Member of the Legislative Council
- In office 1929–1932

Personal details
- Born: 9 May 1877 Samoa
- Died: 1936 (aged 59)

= Samuel Meredith (Western Samoan politician) =

Samoan politician

Samuel Hornell Meredith (9 May 1877 – 1936) was a Western Samoan businessman and politician. He served as a member of the Legislative Council from 1929 to 1932.

==Biography==
Meredith was born in Samoa to a British father and Samoan mother and became a merchant. In 1910 he was part of a group that petitioned the German authorities for the introduction of local government in the territory. During the Spanish flu pandemic, seven members of his close family died.
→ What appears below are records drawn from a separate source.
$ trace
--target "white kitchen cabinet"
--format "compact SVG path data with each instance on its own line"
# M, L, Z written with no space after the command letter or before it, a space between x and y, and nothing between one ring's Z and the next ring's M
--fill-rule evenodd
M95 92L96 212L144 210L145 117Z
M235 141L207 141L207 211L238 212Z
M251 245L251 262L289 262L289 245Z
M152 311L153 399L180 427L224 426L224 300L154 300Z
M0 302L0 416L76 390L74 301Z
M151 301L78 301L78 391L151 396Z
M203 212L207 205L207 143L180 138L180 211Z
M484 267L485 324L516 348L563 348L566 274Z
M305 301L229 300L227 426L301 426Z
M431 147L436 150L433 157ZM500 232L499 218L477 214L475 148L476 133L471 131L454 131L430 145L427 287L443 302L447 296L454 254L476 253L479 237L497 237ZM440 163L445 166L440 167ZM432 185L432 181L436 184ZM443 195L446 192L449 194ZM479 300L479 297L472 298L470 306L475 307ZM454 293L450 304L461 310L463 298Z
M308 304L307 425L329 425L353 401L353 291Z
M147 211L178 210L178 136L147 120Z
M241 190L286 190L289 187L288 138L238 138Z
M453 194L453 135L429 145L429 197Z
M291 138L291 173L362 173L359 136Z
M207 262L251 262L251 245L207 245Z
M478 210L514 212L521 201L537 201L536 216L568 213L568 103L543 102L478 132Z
He was later given the Samoan chiefly title Tupua.

A critic of the New Zealand administration of Samoa, he contested the first elections to the Legislative Council in 1924, but failed to be elected. He helped the anti-colonial Mau movement gain formal legal representation from a firm of solicitors in New Zealand in 1927, and ran for election again in 1929, this time successfully, as he was elected in second place behind Alexander W. Johnston.

Following a term in office, his chances of re-election in 1932 were seen as slim, and he went on to finish last out of the five candidates contesting the vote.

He died in 1936 at the age of 59 following a long illness.